Este lunes, 20 de julio, se instala el nuevo Congreso de la República para el periodo 2026-2030, que tendrá en sus manos la agenda legislativa del gobierno del presidente electo, Abelardo De La Espriella.
Sin embargo, el punto más importante en la agenda del día será la elección de los presidentes del Senado y de la Cámara de Representantes, una disputa que ha provocado intensos enfrentamientos, incluso entre colectividades que respaldarán al nuevo gobierno.
La carrera por la presidencia del Senado de la República ha sido la más llamativa, dado que el Centro Democrático, con el expresidente Álvaro Uribe Vélez involucrado directamente, decidió competir con el candidato que cuenta con el guiño de De La Espriella: el senador Alfredo Deluque.
Pese a que Deluque cuenta con el respaldo del gobierno entrante, el uribismo decidió postular al senador Honorio Henríquez, con el ánimo de que la elección se defina a voto limpio.
Incluso, el Centro Democrático sondeó la posibilidad de obtener el respaldo de contradictores de De La Espriella, a quienes ofreció garantías.
No obstante, Deluque mostró apoyos robustos y en bloque días antes de la elección, que van desde partidos afines hasta el centro.
El punto de partida de sus cuentas son 41 votos: 8 de La U, 9 conservadores, 13 liberales, 7 de Cambio Radical y 4 de Salvación Nacional.
A esa cifra se añaden diez integrantes de Alianza por Colombia, tras descontar a Jota Pe Hernández, quien se inclinó por Henríquez, y el senador de AICO. Con ellos, Deluque llegaría a 52 votos, justo el número que necesita para quedarse con la dignidad.
También se han buscado votos dentro de la coalición conformada por el Nuevo Liberalismo, MIRA y Dignidad, que le darían un margen adicional frente a cualquier movimiento de última hora.
Henríquez, mientras tanto, parte con los 17 senadores del Centro Democrático y Jota Pe Hernández.

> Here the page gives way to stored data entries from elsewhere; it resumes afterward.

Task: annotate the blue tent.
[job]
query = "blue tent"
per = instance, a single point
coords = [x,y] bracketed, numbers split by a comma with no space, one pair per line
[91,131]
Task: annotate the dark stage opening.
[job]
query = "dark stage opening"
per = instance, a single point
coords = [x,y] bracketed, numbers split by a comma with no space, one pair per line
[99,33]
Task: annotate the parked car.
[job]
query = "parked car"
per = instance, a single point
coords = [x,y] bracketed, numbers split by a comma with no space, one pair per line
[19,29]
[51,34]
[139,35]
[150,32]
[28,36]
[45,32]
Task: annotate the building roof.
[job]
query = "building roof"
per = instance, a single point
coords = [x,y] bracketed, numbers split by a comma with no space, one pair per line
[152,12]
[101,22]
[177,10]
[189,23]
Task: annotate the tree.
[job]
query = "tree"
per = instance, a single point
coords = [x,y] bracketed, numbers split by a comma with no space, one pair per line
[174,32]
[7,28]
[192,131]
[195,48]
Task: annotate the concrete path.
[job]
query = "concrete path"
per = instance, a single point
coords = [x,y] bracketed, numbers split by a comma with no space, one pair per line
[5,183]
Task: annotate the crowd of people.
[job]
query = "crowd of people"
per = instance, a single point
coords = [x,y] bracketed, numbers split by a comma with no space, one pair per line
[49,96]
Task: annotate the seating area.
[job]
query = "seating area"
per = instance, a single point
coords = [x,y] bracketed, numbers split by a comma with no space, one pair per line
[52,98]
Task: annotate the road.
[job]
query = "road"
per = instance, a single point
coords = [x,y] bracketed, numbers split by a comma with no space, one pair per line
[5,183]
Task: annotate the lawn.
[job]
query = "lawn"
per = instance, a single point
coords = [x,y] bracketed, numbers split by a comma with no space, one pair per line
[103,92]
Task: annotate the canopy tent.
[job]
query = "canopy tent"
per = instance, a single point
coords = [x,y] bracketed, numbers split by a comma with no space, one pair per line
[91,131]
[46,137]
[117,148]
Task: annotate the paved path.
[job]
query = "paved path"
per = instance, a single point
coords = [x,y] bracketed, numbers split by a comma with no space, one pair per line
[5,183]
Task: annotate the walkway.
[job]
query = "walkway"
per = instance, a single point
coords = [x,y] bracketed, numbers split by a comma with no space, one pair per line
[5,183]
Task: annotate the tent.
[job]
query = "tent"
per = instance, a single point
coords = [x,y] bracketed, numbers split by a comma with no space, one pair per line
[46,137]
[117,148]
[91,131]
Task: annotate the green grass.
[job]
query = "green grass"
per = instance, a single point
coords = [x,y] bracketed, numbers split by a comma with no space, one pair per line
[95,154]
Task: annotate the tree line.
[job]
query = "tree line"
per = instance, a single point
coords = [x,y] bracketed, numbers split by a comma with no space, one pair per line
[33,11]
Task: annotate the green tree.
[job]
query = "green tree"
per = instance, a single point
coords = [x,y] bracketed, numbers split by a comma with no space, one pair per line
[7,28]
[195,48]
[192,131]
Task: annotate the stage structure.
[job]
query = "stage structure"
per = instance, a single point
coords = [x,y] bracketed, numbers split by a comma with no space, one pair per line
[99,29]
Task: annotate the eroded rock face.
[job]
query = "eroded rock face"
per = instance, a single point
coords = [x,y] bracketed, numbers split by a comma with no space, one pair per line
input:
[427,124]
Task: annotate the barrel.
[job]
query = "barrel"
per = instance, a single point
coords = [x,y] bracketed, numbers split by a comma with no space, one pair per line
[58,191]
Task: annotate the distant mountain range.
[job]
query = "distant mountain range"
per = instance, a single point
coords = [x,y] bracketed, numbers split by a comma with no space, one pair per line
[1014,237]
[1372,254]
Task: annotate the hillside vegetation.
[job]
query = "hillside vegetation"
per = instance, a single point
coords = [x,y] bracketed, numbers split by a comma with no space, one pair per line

La principal incógnita está en los 26 integrantes del Pacto Histórico, que no han fijado una posición conjunta.
Lo cierto es que Gustavo Petro, quien recientemente aceptó ser presidente del Pacto Histórico luego del fin de su mandato, ha prohibido votar con el gobierno entrante.
“Mañana nadie del Pacto, y espero de la Alianza, puede caer en la tentación de apoyar el fascismo. Lamento que el señor Rodrigo Lara se entrometa en decisiones que son de los partidos, pero ese es el primer toque del fascismo”, dijo en X.
En la Cámara de Representantes, la situación está casi consumada. Si nada cambia, Nicolás Barguil, del Partido Conservador, presidirá la corporación.
Pese a que el gobierno entrante planteó la posibilidad de que el primer presidente fuera el representante Daniel Briceño, el Centro Democrático decidió jugársela por el Senado y los compromisos primaron, por lo que la primera presidencia le corresponderá al Partido Conservador.
Su propia colectividad y el Partido de la U ya anunciaron su apoyo en bloque, y se espera que partidos como el Partido Liberal, el Centro Democrático y Cambio Radical estén dispuestos a respetar el orden pactado para presidir la Cámara, pese a que no anunciaron su respaldo a Barguil.
Sin embargo, este medio conoció que el sinsabor entre algunos líderes de la derecha obedece a que Briceño, por votos y por mérito, merecía llegar a este cargo en el primer año del periodo.
La jornada, con un Pacto Histórico que pasa del oficialismo a la oposición, y con las grietas que empiezan a aparecer entre el uribismo y el presidente electo, no está exenta de polémicas.
Pese a eso, se prevé que Abelardo De La Espriella, de la mano de Rodrigo Lara, su ministro del Interior designado, salga victorioso de las elecciones, que son decisivas para determinar el ritmo del trabajo legislativo, así como la eficiencia y la eficacia en el trámite de los proyectos que presente.